# Predicting wind energy production with Machine Learning

Arturo Prieto Tirado and Pere Fuster Escrivà

In [26]:
import numpy as np
import math
import pandas as pd
from sklearn.model_selection import train_test_split # 
from sklearn.impute import SimpleImputer
from sklearn.pipeline import Pipeline, FeatureUnion
import sklearn
from sklearn.neighbors import KNeighborsRegressor
from sklearn.feature_selection import SelectKBest
from sklearn.preprocessing import MinMaxScaler
from sklearn.preprocessing import StandardScaler
from sklearn import metrics
from sklearn.model_selection import GridSearchCV
from sklearn.model_selection import PredefinedSplit
from sklearn.model_selection import RandomizedSearchCV
from sklearn.svm import SVR
from sklearn import tree

Load the dataset, delete month, steps, day and hour and insert NA

In [4]:
my_NIA = 100441384 # NIA Pere Fuster 
np.random.seed(my_NIA)

data = pd.read_pickle('wind_pickle.pickle')
data = data.drop(['month','steps','day','hour'], axis=1)

grey = data.drop(['year','energy'], axis=1)
grey = grey.sample(frac=0.10, axis='columns')

data.shape
grey.shape

for col in grey.columns:
    grey.loc[grey.sample(frac = 0.05).index, col] = np.nan

grey.isna().sum()/grey.shape[0] # checking, my nigga

data[grey.columns] = grey

data.isna().sum()/data.shape[0] # double-checking, my nigga



energy       0.000000
year         0.000000
p54.162.1    0.000000
p54.162.2    0.050025
p54.162.3    0.000000
               ...   
v100.21      0.000000
v100.22      0.000000
v100.23      0.000000
v100.24      0.050025
v100.25      0.000000
Length: 552, dtype: float64

Create the training, validation and testing datasets in chronological order

In [5]:
data.year.min() # checking years ranges 
data.year.max()

#Train partition: data belonging to 2005 and 2006.
# Validation partition (inner): 2007 and 2008 data.
# Test partition (outer): 2009 and 2010.

#train = data[(data['year'] < 2009)]
train = data[(data['year'] < 2007)]
validation = data[(data['year'] >= 2007) & (data['year'] < 2009)]
holdout = data[(data['year'] >= 2009) & (data['year'] < 2010)]
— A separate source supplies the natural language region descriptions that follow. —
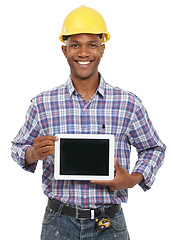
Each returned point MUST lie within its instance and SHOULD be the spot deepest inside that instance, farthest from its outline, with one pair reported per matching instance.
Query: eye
(92, 45)
(75, 45)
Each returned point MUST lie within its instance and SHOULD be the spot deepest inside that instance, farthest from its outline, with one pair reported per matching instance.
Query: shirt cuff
(20, 159)
(147, 172)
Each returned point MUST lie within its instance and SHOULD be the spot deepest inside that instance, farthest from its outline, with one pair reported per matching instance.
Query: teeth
(84, 63)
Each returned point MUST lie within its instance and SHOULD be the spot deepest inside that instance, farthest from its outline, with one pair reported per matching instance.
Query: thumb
(117, 165)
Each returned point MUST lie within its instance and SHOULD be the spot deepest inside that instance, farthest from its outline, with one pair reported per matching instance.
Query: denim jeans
(63, 227)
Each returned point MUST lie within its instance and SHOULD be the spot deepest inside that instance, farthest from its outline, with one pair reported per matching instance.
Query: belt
(57, 206)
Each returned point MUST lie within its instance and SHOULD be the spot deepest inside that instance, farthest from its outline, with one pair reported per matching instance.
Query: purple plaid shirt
(64, 110)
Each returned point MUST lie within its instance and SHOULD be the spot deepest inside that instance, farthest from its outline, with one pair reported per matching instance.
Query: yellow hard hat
(84, 20)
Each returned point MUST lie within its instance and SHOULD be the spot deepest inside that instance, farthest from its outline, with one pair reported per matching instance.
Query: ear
(102, 49)
(64, 50)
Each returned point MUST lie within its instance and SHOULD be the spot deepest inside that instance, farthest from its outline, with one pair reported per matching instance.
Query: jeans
(62, 227)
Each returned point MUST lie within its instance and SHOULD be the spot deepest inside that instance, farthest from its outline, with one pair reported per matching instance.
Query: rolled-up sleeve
(150, 148)
(25, 139)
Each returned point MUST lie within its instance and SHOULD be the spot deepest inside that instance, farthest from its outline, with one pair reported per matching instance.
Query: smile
(83, 63)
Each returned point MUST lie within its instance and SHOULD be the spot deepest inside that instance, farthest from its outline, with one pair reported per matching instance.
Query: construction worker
(87, 104)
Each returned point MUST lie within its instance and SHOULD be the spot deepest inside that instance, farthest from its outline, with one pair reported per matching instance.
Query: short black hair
(65, 37)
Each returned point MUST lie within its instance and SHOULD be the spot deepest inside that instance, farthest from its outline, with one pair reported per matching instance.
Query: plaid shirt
(110, 111)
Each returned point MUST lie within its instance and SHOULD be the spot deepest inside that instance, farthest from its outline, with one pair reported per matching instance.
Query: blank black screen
(84, 157)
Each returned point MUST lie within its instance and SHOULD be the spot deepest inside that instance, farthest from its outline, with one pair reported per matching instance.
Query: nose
(83, 52)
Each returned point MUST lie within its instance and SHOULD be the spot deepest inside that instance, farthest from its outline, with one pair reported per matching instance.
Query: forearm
(137, 178)
(30, 156)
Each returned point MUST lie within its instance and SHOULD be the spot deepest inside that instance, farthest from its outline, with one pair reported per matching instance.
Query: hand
(43, 147)
(122, 179)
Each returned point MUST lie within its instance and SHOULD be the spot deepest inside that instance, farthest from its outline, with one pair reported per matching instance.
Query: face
(83, 53)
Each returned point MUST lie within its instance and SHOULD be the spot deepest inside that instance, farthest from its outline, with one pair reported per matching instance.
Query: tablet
(84, 157)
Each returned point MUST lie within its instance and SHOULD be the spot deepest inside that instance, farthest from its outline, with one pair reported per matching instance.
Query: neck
(86, 87)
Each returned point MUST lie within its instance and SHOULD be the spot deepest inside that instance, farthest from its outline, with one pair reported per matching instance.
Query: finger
(45, 149)
(117, 165)
(44, 143)
(43, 138)
(102, 182)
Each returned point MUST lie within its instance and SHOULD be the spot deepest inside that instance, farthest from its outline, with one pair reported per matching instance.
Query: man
(85, 104)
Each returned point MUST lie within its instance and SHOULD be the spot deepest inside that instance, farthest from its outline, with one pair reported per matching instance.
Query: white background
(138, 58)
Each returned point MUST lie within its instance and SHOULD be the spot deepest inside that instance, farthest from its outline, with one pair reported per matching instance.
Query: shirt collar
(100, 89)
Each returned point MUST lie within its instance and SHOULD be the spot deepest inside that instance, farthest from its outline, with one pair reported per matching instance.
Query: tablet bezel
(57, 174)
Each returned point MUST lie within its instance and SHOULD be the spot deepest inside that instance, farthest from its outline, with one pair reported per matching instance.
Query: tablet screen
(84, 157)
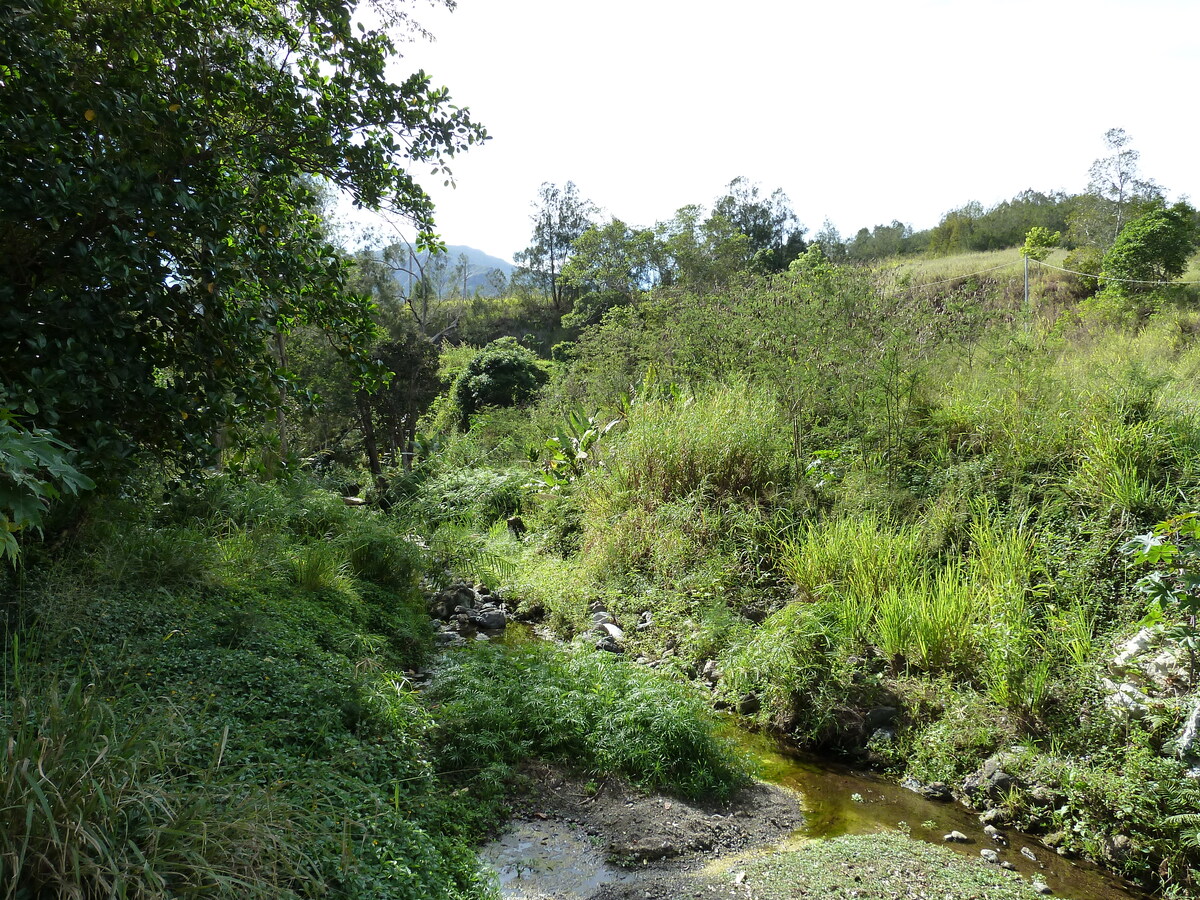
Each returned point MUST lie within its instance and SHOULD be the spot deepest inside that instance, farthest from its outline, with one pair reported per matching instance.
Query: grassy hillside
(828, 495)
(217, 693)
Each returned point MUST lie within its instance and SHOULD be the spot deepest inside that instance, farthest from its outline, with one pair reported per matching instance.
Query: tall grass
(593, 711)
(930, 624)
(855, 558)
(93, 805)
(727, 442)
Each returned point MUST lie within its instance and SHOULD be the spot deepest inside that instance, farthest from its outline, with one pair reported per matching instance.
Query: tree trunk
(369, 439)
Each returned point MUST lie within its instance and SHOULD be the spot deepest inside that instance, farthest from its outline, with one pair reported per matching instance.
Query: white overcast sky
(862, 111)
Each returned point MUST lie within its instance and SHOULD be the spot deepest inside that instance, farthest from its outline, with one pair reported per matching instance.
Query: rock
(609, 645)
(1044, 797)
(1125, 699)
(881, 737)
(1134, 646)
(1119, 847)
(1191, 733)
(935, 791)
(996, 815)
(880, 718)
(490, 619)
(749, 705)
(613, 631)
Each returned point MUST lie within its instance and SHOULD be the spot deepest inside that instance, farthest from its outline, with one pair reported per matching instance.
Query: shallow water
(539, 859)
(839, 801)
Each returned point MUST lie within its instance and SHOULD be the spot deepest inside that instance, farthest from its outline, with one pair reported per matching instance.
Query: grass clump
(93, 804)
(879, 867)
(726, 442)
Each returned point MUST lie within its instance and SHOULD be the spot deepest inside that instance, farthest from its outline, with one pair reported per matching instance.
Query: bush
(504, 373)
(591, 709)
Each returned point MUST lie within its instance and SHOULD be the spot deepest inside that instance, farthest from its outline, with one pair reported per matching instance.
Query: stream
(534, 861)
(839, 801)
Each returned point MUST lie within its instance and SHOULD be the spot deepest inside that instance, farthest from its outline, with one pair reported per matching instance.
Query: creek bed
(839, 801)
(543, 859)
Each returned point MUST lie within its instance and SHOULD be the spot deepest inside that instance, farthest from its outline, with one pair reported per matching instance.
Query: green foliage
(504, 373)
(786, 664)
(281, 750)
(160, 193)
(726, 442)
(35, 469)
(1151, 250)
(561, 217)
(591, 709)
(1173, 589)
(1039, 241)
(94, 804)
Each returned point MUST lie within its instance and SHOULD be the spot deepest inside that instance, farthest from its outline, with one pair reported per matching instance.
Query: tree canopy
(159, 215)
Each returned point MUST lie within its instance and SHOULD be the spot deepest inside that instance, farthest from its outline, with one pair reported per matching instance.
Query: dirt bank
(577, 840)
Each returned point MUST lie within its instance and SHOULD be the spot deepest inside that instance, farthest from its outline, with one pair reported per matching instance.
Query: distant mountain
(444, 273)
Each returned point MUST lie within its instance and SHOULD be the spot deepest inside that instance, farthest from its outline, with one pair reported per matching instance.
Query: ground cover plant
(829, 516)
(213, 689)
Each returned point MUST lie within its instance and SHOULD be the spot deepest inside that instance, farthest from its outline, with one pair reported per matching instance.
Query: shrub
(504, 373)
(592, 709)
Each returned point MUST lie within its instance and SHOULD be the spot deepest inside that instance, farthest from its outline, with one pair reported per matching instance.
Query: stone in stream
(749, 705)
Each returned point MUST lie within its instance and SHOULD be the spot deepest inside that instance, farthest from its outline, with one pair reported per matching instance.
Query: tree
(831, 241)
(701, 252)
(1152, 249)
(774, 233)
(610, 265)
(1039, 241)
(559, 217)
(502, 375)
(160, 204)
(1115, 193)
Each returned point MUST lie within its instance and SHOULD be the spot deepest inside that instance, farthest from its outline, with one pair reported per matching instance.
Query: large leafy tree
(159, 222)
(611, 265)
(774, 234)
(1152, 249)
(561, 216)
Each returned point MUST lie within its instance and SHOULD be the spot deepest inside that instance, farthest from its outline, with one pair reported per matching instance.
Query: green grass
(879, 867)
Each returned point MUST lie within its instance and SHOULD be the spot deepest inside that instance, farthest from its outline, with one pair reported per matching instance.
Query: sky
(862, 111)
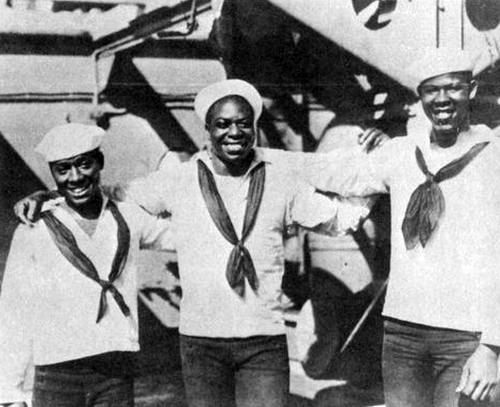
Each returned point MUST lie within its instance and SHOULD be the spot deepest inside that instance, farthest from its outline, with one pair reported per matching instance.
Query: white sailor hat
(216, 91)
(431, 62)
(69, 140)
Column year should be removed now and data should be transformed to Numpy matrices, so that they can be used by scikit-learn

In [6]:
train = train.drop(['year'], axis=1)
#training = training.drop(['year'], axis=1)
validation = validation.drop(['year'], axis=1)
holdout = holdout.drop(['year'], axis=1)

# Model selection and Hyperparameter tuning

The code belows includes all the steps related to data partition, which will be necessary to evaluate the models and to be able to improve their performance with parameter tuning. 
First, we remove the response, energy, from the training and testing set and store it as a response y.

In [7]:
X_train = train.drop(['energy'], axis=1)
y_train = train.energy

X_test = train.drop(['energy'], axis=1)
y_test = train.energy




Now, we define a train validation grid search

In [8]:
from sklearn.model_selection import PredefinedSplit
import numpy as np

# Defining a fixed train/validation grid-search
# -1 means training, 0 means validation

validation_indices = np.zeros(X_train.shape[0])
validation_indices[:round(2/3*X_train.shape[0])] = -1
np.random.seed(0) # This is for reproducibility
validation_indices = np.random.permutation(validation_indices)
tr_val_partition = PredefinedSplit(validation_indices)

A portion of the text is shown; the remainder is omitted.